Art. 13 - Affermiamo che il termine inerranza conviene, come termine teologico, per caratterizzare l’intera verità della Scrittura. Respingiamo la pratica che impone alla Scrittura dei canoni d’esattezza e di veracità estranei al suo modo e al suo scopo. Respingiamo l’opinione secondo cui l’inerranza verrebbe meno quando si incontrerebbero caratteristiche come le seguenti: assenza di precisione tecnica intesa in senso moderno, irregolarità della grammatica o dell’ortografia, riferimento ai fenomeni della natura tali quali si presentano all’osservazione, menzione di parole false ma che sono solo riportate, uso dell’iperbole e di numeri arrotondati, adattamento tematico delle cose raccontate, diversità nella selezione dei particolari quando due o più racconti sono paralleli, uso di citazioni libere.

Art. 14 - Affermiamo l’unità e l’armonia intera della Scrittura.
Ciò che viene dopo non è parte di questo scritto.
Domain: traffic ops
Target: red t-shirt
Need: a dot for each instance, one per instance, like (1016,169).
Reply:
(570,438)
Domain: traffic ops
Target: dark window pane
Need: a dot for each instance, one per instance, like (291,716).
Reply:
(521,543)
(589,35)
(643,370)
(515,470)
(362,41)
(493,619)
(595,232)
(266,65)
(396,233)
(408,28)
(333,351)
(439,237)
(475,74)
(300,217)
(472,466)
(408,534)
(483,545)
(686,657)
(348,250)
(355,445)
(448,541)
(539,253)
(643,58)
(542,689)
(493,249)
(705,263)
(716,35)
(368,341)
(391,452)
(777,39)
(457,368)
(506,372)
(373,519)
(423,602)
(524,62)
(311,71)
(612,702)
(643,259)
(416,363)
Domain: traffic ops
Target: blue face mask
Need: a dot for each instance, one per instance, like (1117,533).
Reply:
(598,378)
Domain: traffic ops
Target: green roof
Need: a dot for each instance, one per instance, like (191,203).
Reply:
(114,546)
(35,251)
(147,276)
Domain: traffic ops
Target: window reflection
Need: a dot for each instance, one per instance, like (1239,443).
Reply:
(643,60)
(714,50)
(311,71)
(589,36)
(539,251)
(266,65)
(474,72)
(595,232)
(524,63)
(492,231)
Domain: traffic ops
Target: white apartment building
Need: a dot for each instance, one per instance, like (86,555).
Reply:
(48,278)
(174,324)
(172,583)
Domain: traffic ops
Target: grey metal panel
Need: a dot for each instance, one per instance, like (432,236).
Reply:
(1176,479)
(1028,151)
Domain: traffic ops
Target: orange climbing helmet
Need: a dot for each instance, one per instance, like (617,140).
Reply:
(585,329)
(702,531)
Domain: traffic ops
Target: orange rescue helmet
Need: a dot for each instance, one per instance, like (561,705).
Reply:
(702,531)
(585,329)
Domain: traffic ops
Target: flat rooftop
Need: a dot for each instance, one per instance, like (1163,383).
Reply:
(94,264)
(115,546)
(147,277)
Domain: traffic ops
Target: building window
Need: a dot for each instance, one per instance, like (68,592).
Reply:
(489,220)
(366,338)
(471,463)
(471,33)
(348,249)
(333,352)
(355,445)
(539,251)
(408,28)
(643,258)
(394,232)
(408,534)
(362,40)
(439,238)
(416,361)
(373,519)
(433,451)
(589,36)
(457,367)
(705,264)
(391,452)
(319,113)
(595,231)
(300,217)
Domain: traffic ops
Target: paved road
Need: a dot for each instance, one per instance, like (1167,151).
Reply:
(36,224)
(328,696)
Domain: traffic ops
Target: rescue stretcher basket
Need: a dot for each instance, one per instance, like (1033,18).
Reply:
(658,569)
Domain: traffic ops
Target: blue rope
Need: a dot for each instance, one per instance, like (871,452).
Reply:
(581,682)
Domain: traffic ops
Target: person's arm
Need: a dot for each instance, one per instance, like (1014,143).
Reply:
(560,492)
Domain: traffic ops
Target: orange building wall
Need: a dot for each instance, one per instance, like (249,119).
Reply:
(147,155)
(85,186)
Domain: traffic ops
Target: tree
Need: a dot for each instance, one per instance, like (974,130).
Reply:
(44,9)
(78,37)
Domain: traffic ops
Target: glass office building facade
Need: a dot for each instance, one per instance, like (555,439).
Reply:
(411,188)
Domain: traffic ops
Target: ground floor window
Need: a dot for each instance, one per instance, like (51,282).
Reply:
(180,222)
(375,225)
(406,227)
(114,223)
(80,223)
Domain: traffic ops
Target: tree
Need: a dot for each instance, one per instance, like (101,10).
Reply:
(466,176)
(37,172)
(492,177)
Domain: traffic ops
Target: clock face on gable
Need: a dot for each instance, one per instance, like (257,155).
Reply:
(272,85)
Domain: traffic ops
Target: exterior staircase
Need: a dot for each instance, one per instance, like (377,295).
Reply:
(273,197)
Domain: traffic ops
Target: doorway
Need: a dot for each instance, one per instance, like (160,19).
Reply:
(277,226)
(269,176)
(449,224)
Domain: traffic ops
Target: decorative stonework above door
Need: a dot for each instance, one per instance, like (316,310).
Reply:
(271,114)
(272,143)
Respingiamo l’opinione secondo cui gli elementi ritenuti erronei e le contraddizioni non ancora risolte invaliderebbero ciò che la Bibbia dice relativamente alla propria verità.

Art. 15 - Affermiamo che la dottrina dell’inerranza si fonda sull’insegnamento della Bibbia relativo alla sua ispirazione. Respingiamo l’opinione secondo cui si potrebbe trascu rare l’insegnamento di Gesù sulla Scrittura invocando da parte sua un adattamento alle idee del suo tempo o qualche limitazione naturale della sua umanità.

Art. 16 - Affermiamo che la dottrina della inerranza ha fatto parte integrante della fede della chiesa lungo tutto il corso della sua storia. Respingiamo l’opinione secondo cui l’inerranza è una dottrina inventata dalla scolastica protestante o una reazione nata dall’opposizione all’alta critica negativa.

Art. 17 - Affermiamo che lo Spirito Santo rende testimonianza alle Scritture assicurando i credenti intorno alla verità della Parola scritta di Dio. Respingiamo l’opinione secondo cui questa testimonianza dello Spirito Santo potrebbe separarsi dalla Scrittura oppure contraddirla.

Art. 18 - Affermiamo che bisogna interpretare la Scrittura per mezzo di una esegesi grammaticale e storica tenendo conto delle forme e dei procedimenti letterari e che bisogna interpretare la Scrittura attraverso la Scrittura. Respingiamo come qualcosa di illegittimo ogni utilizzazione del testo o ogni ricerca delle sue fonti che conduca a relativizzarne o negarne la storicità o che faccia rifiutare le sue indicazioni quanto agli autori umani.

Art. 19 - Affermiamo di primaria importanza per la sana ed intera comprensione della fede cristiana la confessione della piena autorità, infallibilità e inerranza della Scrittura. Affermiamo inoltre che una confessione del genere dovrebbe condurci a conformarci sempre più alla immagine di Cristo. Respingiamo l’opinione secondo cui tale confessione sarebbe necessaria alla salvezza. Tuttavia respingiamo anche l’opinione secondo cui si potrebbe negare l’inerranza senza che ne derivino gravi conseguenze sia per il credente che per la chiesa.